A typical example is “Tiffany,” a soulful ballad. “It was the most moving story,” Levy says. “It was his future wife’s birthday, and he’d just come off a gig.” McNeil found himself walking by Tiffany’s, the posh jewelry store, in the early morning, thinking, ‘If only I could buy Lolly something from here. Something nice.’” His abject longing led him to write a song instead. “The truth is they didn’t really need things,” Levy says. “They had each other.”

Then there are the tunes that Levy’s lyrics easily allowed her to make her own. Such was the case with “Strictly Ballroom.” Although it was originally inspired by the 1992 movie of that title, Levy’s take (“We’re just dancing, not romancing. Don’t you dare! You’re no Fred Astaire!”) has transformed it into a gutsy diatribe about a man who takes too many liberties while ballroom dancing, “one of the few remaining activities in which the man is still usually the leader.”
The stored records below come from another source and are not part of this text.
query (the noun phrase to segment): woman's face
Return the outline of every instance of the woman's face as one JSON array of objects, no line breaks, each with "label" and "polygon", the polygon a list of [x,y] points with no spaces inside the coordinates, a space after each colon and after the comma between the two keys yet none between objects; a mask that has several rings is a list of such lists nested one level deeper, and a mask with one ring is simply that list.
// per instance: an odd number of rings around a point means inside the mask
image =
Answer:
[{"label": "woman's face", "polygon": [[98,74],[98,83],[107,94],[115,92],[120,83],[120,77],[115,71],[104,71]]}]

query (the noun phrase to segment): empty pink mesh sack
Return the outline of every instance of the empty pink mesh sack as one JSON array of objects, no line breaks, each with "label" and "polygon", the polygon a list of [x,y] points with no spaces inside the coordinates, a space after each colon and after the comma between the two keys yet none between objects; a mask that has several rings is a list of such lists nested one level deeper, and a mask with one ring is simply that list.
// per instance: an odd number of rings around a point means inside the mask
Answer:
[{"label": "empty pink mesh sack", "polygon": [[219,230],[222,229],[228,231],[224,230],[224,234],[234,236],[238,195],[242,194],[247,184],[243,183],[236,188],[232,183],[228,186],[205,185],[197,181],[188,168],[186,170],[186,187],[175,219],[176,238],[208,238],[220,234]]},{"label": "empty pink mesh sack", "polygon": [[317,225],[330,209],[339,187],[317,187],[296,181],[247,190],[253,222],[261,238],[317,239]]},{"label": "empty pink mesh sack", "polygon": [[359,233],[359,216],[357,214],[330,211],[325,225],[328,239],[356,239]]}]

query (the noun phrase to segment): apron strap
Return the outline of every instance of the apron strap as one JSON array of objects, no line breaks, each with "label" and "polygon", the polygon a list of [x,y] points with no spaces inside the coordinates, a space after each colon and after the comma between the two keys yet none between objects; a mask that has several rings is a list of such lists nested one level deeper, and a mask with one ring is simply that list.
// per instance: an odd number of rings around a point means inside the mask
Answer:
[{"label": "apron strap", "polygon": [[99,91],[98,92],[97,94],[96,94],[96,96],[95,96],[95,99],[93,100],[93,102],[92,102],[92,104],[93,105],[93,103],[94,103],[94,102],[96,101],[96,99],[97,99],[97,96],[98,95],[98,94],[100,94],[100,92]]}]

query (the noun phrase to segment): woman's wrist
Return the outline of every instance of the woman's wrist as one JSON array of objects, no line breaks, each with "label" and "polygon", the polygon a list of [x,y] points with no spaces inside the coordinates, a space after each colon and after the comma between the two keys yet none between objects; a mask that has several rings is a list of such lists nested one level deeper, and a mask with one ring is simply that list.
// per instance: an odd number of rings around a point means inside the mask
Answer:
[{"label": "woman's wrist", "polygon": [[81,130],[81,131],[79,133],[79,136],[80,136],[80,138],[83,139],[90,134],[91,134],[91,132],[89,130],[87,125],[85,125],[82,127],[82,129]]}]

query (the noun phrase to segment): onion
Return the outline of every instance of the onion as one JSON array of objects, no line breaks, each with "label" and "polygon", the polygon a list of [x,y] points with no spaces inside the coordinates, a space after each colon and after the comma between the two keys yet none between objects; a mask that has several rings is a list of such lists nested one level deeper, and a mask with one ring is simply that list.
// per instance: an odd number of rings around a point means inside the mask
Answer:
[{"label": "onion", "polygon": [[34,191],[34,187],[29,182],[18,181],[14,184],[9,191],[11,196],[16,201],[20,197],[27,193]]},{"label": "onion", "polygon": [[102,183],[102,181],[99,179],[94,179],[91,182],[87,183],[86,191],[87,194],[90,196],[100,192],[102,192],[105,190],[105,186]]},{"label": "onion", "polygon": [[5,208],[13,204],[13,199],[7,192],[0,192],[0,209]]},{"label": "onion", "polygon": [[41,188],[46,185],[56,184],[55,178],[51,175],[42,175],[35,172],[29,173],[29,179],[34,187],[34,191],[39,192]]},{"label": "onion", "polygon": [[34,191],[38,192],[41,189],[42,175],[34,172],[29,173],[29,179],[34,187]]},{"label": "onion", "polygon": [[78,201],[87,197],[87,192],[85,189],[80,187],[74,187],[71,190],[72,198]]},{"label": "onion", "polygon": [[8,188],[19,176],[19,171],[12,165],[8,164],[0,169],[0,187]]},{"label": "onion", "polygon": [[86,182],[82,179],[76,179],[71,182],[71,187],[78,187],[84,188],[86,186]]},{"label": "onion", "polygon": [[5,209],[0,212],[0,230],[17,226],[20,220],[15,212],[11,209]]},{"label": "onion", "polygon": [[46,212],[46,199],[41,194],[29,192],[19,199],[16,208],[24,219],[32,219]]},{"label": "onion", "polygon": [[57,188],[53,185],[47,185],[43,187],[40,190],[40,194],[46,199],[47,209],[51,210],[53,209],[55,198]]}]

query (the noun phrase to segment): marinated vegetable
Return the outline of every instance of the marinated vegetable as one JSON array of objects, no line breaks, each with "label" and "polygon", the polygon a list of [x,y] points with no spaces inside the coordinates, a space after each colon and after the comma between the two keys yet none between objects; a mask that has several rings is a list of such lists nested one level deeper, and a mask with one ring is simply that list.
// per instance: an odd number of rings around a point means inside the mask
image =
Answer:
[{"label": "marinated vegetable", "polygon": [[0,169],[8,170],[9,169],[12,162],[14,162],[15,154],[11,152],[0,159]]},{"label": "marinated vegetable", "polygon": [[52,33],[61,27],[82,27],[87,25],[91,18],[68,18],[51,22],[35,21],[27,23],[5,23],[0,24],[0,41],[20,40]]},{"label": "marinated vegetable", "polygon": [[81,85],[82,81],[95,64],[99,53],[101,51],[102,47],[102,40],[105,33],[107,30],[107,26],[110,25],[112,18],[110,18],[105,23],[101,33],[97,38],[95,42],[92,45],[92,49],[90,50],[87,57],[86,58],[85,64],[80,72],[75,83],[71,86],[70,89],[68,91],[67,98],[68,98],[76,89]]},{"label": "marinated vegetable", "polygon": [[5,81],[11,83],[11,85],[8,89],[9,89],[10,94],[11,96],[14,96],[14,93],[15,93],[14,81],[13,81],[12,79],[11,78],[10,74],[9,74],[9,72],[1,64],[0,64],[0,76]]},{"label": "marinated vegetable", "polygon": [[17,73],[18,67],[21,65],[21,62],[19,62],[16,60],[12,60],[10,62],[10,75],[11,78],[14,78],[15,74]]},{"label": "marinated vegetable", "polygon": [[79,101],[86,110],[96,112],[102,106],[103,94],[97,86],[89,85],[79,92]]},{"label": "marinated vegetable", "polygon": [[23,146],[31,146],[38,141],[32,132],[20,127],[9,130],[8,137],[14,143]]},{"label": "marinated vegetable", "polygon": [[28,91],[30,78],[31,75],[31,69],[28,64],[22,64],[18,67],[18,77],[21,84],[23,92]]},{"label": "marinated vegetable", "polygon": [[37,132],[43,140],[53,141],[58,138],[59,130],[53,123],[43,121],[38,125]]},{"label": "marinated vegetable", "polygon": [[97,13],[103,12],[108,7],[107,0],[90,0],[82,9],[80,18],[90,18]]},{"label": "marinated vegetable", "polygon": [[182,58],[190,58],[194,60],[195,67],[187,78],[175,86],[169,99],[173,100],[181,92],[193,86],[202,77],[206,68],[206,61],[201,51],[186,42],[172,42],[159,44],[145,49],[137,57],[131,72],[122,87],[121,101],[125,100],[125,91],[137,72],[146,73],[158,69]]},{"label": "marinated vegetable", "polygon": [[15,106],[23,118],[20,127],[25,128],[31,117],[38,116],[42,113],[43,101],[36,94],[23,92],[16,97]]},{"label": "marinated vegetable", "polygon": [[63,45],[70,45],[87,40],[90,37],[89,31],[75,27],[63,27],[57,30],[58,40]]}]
Another song, called simply “CJ,” was written by McNeil about someone he met long ago, but Levy’s lyrics — “You’re like an animal/And you don’t seem to care your disregard will bring doom and gloom” — may apply instead to an unnamed, prominent politician with decidedly different initials.

The two managed to find common ground in the title track, “Lose My Number.” According to Levy, McNeil is one of the gentlest, kindest, and most compassionate people she has ever met. Yet as anyone who knows him can attest, he is also infamous for his wicked wit and an acerbic side he makes no attempt to hide. “I don’t know how else to say it, besides for he’s the most ‘lose my number’ kind of guy in many ways,” she says. “He doesn’t suffer fools and can be brutally honest.” Still, it’s a tendency shared by many. “Sometimes I feel that way too,” Levy admits. “We all feel that way.”

Levy’s first two albums, for which she penned both the music and lyrics herself, also centered on universal themes, romantic and otherwise. And in that respect, in Lose My Number she has lost absolutely nothing. “My philosophy overall is to always try to keep it simple with lyrics,” she says. “I think some of the best lyrics say the most with the least.” The most basic messages often speak volumes, she says, and speak to the most people possible. “I hope I did that here.”